Dewan Energi Nasional (DEN) menyampaikan tengah melakukan proses revisi terhadap Peraturan Pemerintah (PP) Nomor 79 Tahun 2014 tentang Kebijakan Energi Nasional. Salah satunya berkaitan dengan pemanfaatan energi nuklir di dalam negeri.
Kepala Biro Fasilitasi Kebijakan Energi dan Persidangan DEN, Yunus Saefulhak menyampaikan dalam pembaharuan tersebut, pemerintah mempertimbangkan untuk tidak lagi menjadikan energi nuklir sebagai opsi sumber energi terakhir.
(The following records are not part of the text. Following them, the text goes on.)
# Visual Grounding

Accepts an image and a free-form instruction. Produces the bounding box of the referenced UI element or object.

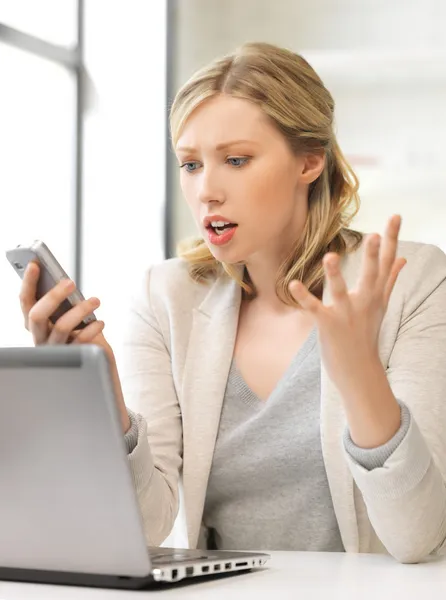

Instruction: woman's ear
[299,152,325,184]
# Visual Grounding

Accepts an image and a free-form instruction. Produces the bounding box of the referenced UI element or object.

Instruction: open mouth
[207,223,237,235]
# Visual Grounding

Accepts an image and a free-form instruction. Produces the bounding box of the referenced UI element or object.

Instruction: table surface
[0,552,446,600]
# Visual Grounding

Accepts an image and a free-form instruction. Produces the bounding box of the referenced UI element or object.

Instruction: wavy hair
[170,43,363,306]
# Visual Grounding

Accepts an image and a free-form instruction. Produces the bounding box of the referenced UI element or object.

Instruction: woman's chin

Di dalam revisi anyar ini pembangkit nuklir akan setara dengan energi baru dan terbarukan (EBT) lainnya.
"Yang nuklir opsi terakhir tapi sekarang bukan lagi option tapi penyeimbang untuk mengisi bauran energi untuk mengurangi emisi," kata Yunus dalam Konferensi Pers Capaian Tahun 2023 dan Program Kerja Tahun 2024 Dewan Energi Nasional (DEN), Rabu (17/1/2024).
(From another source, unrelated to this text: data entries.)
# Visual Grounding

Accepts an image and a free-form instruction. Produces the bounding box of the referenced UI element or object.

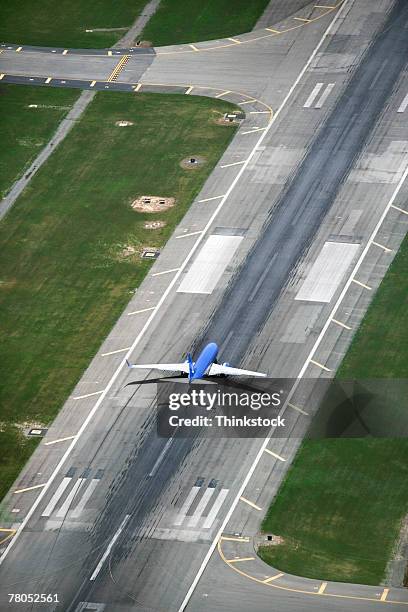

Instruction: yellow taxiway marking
[198,194,225,203]
[215,89,231,98]
[353,278,371,291]
[332,319,352,329]
[288,402,309,416]
[380,589,390,601]
[72,389,104,400]
[310,359,331,372]
[44,436,75,446]
[152,268,180,276]
[391,204,408,215]
[14,482,47,494]
[102,346,132,357]
[264,448,286,461]
[220,159,246,168]
[128,306,156,317]
[239,496,262,510]
[0,527,17,544]
[175,230,203,240]
[371,240,392,253]
[108,55,130,82]
[262,572,285,584]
Selain nuklir tidak lagi menjadi opsi terakhir, di dalam pembaharuan KEN juga terdapat revisi terhadap target bauran Energi Baru dan Terbarukan (EBT) pada 2025 yang ditetapkan menjadi 17-19%. Angka tersebut mengalami penurunan dibandingkan target sebelumnya yang ditetapkan sebesar 23%.
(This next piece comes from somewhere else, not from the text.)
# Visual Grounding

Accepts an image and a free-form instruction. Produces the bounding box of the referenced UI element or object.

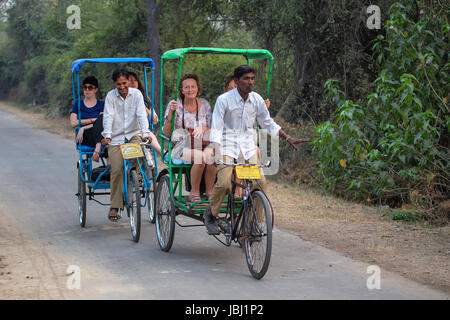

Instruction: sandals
[92,150,100,162]
[108,208,122,222]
"Kemudian targetnya 2023 dulu adalah 23% tentunya dalam pembaharuan KEN nanti kalau sudah diketok ini masih dalam harmonisasi kalau sudah ditekan jadi 17-19%," ujarnya.
Sebelumnya Menteri Energi dan Sumber Daya Mineral (ESDM) Arifin Tasrif menyatakan pengembangan Pembangkit Listrik Tenaga Nuklir (PLTN) tidak seseram apa yang dibayangkan. Terbukti, banyak negara lain di dunia yang saat ini mulai memanfaatkan sumber energi ini.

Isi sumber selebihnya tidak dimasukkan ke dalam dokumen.